Written by Joss Whedon and Goddard, Cabin is a hoot of a film, filled with perfect one‐liners and gloriously bloody kills.
But look deeper into the narrative and themes and the film reveals its makers as deeply in love with, but also frustrated with, the direction their favourite genre has gone.
The ancient gods, rumbling deep beneath our feet, can be seen as representing modern audiences, demanding entertainment. Every year all of the countries on Earth have to put on a show to ensure our safety as species, providing entertainment for the gods.
All countries must stick to script; in America’s case, it’s the classic set up of young kids alone in the woods, who must die in horrible ways, punished for their transgression and essentially, their youth.
Sitterson and Hadley orchestrate scenarios to appease the gods, going as far as controlling the temperature and lighting outside to get the beautiful blonde, Jules, to take her top off.
They have a chemistry department who have tweaked things, such as the weed and hair dye to change the kids’ personalities to better suit the desires of the gods.
Jules is now the dumb blonde (‘very artistic’ muses Sitterson), Curt has become a jock, Holden a nerd, and Dana the virgin, despite not actually being one.
The gods can also be seen as representing the film studios, in turn demanding formulaic, lazy horror films. There’s no room for new insight or narratives here, the filmmakers have to abide by the strict rules the studios set out for them.
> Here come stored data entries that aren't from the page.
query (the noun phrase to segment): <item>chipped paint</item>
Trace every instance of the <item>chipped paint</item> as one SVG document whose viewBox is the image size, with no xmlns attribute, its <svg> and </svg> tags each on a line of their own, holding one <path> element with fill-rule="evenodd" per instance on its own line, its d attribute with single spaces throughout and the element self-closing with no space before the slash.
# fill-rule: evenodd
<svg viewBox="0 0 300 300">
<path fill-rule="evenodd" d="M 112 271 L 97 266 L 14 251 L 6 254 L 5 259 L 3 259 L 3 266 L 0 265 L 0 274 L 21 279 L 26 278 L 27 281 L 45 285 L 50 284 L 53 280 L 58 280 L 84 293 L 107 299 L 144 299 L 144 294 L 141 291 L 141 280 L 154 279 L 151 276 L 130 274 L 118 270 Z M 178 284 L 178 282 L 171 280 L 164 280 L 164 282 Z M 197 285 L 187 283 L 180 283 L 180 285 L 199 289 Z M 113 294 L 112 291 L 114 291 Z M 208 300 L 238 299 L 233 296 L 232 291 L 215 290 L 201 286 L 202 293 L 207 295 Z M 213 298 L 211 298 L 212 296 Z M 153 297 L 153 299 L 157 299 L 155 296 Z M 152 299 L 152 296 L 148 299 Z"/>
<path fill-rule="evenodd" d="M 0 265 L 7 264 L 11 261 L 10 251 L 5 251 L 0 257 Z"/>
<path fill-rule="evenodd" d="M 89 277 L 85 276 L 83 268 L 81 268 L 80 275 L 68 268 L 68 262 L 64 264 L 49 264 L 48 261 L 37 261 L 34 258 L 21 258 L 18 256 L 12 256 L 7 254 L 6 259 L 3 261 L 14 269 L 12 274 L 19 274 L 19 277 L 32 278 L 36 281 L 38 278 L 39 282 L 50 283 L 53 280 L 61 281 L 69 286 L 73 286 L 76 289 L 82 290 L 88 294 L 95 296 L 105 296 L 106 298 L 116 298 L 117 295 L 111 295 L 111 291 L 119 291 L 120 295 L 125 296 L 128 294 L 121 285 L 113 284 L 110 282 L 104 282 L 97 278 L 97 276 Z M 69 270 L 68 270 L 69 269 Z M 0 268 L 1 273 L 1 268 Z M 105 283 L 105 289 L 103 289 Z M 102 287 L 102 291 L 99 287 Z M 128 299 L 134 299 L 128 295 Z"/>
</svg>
Whedon has confirmed that Sitterson and Hadley represent himself and Goddard, and it’s easy to see.
The pair control everything, ensure the narrative is concluded in a satisfying manner, and most importantly, do it with plenty of creative flair.
Cabin fearlessly exposes the genre’s faults, but it also praises its fantastical elements. There is a lot of love present here, even when Cabin clearly criticises current horror films.
And there’s plenty of nostalgia and homage involved, Evil Dead being the most obvious point of reference, but it’s also a Whedon joint through and through.
Lines like ‘Dana, you fetching minx!’ could not have been written by anyone but Whedon, and Cabin is a ridiculously charming piece of gory horror.
The film’s best asset is its love for monsters. Instead of focusing on one villain, like a lot of horror franchises do these days, Cabin presents you with almost endless options for bad guys.
While we never root for the monsters, there is something incredibly fun and disturbing in watching a montage of the various monsters wreaking havoc in the building. Never underestimate a film that entertains as well as comments on its subject.
For me, Cabin is the obvious choice as my top film of the decade, simply because it has it all; spectacle, a bit of romance, terrifying monsters and plenty of jokes.
On top of all this, it also has much to say about my favourite genre. And as much as I love Jennifer Kent’s The Nightingale or David Fincher’s The Social Network, it’s Cabin In The Woods that I turn to when I want to watch a film I deeply love.